As regards the ECHR, the Court of Appeal concurred that the right to privileged and confidential communications with a lawyer is protected by Article 8 but did not find that the same Article 8 protection extended to advice from non-lawyers. The court considered that, in the context of competing public policy considerations, there was "not even an arguable breach" of Article 8, which only conferred a "qualified right". It also found that to extend the operation of Article 8 to non-lawyers would be contrary to the principle of Human Rights law that the laws of Member States can be altered only to the extent that they remain sufficiently certain.
In our previous article we commented that drawing a distinction between lawyers and other professional advisors even where the purpose and content of their advice was identical created an unequal playing field. The decision will certainly disappoint accountants, whose clients will be considerably less protected from disclosure than if they had sought the same advice from a qualified lawyer, or from an accountant at a law firm whose advice was communicated via a qualified lawyer. Charles J at first instance had found these arguments to be "compelling and indeed unanswerable" and had suggested that "absolute confidentiality in respect of legal advice may need revisiting". The Court of Appeal, however, expressly rejected his arguments in this respect.

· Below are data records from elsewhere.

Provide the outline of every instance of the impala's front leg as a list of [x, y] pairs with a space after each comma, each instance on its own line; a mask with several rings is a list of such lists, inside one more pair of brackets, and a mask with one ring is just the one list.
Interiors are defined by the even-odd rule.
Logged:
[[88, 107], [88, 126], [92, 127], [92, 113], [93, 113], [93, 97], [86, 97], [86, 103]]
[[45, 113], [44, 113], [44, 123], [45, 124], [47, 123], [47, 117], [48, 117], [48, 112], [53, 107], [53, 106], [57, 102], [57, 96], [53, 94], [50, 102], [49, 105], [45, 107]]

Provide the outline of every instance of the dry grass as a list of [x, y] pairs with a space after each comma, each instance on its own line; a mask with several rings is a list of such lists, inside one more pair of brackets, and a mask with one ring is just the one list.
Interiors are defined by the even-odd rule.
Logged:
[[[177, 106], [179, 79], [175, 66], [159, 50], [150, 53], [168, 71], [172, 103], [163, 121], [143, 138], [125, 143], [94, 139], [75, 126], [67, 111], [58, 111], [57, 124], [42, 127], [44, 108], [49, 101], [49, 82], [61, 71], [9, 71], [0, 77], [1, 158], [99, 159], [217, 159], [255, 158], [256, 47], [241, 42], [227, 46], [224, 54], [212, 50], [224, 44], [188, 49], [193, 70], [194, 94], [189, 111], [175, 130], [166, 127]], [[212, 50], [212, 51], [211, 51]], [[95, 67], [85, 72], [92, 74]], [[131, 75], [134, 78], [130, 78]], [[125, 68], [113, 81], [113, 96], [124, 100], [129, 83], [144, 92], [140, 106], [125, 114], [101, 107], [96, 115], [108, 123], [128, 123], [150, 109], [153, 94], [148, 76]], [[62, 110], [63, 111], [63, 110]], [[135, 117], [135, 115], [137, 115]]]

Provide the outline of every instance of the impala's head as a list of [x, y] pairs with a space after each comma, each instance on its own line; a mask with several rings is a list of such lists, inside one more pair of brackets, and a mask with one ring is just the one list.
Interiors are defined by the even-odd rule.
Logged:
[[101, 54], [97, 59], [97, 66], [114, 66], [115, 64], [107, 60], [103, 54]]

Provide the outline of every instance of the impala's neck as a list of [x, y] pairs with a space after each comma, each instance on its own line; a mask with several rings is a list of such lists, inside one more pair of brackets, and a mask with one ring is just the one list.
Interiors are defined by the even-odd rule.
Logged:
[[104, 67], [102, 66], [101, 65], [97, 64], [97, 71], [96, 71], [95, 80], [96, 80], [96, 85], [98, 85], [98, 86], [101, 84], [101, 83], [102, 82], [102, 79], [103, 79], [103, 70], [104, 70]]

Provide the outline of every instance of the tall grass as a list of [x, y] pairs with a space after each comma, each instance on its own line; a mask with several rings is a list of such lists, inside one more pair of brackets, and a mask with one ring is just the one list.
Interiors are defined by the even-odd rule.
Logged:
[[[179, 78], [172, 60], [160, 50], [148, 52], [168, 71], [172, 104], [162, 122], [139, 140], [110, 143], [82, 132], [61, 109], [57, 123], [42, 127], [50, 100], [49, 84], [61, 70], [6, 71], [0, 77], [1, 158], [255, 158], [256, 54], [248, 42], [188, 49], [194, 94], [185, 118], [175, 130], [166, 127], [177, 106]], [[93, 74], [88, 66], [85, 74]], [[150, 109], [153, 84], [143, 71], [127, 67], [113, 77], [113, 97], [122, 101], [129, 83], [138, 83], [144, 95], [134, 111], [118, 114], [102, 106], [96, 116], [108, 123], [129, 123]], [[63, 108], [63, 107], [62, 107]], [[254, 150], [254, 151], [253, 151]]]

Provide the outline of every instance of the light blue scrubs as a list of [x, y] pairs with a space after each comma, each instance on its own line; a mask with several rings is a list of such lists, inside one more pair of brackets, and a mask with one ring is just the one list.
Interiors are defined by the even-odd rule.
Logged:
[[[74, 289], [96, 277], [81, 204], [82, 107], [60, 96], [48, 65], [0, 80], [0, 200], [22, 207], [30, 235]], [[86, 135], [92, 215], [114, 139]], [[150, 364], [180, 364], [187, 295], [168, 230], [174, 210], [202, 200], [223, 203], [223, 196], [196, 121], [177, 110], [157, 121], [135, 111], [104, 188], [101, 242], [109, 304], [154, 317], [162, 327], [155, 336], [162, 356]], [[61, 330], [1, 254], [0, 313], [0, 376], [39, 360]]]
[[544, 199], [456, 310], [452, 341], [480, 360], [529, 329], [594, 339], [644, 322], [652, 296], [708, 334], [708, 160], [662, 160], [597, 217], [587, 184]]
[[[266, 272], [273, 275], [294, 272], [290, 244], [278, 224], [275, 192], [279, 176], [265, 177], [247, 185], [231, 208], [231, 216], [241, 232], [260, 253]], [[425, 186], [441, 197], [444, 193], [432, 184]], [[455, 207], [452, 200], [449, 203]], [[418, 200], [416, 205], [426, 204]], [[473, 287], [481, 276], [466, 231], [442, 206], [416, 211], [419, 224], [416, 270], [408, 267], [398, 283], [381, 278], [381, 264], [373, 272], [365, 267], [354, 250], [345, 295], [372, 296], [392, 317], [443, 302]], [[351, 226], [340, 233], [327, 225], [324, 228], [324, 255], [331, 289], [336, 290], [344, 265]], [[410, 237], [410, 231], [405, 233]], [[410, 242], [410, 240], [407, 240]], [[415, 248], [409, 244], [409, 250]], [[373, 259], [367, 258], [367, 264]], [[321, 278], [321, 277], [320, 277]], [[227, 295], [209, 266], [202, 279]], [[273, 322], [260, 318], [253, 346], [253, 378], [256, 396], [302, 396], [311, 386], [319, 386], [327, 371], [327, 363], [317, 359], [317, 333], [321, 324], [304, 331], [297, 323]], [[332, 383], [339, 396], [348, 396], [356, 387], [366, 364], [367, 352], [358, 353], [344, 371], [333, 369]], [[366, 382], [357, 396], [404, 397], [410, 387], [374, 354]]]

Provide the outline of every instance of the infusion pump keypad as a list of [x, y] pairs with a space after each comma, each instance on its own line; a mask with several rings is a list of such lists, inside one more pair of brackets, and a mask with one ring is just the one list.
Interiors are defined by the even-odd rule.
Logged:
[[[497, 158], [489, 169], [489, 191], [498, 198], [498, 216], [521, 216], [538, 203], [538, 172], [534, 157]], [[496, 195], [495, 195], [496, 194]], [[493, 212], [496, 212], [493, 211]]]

The tenor of the judgments, both at first instance and in the Court of Appeal, belies an unwillingness to extend judicially the scope of legal professional privilege in light of Parliament's apparent refusal to do so. As Lloyd LJ stated, "not only has Parliament not created any statutory extension of legal professional privilege to legal advice sought from and given by accountants on tax matters but this position has been reached after consideration of the position by several…bodies…some of whose recommendations did lead to legislation." Specifically and perhaps most tellingly, it was noted by the court that Parliament had failed to extend legal professional privilege to tax advisers or accountants, despite a strong body of opinion imploring it to do so, when it enacted the privilege exception to the obligation to disclose in paragraph 23 of Schedule 36 to the Finance Act 2008.
It is unarguable that a rule of public policy designed to encourage openness must, as the court pointed out, be clear and certain in scope. Nevertheless, it is disappointing that the law has not found a way to reconcile this clarity with a more egalitarian approach. Understandably, the court adjudged an extension of the rule to be beyond its constitutional remit but it is a shame the Charles J's suggestion that the rule be restricted in a non-litigious context was not considered in more depth. Rather, his thoughts on this point were summarily dismissed. Prudential has been granted leave to appeal this decision to the Supreme Court and so it may yet be the case that more guidance will be forthcoming.
It is worth noting that litigation privilege will continue to protect confidential communications between a client and a third party where the advice sought is for the dominant purpose of litigation including, for example, advice given by an accountant on tax matters in contemplation of tax proceedings.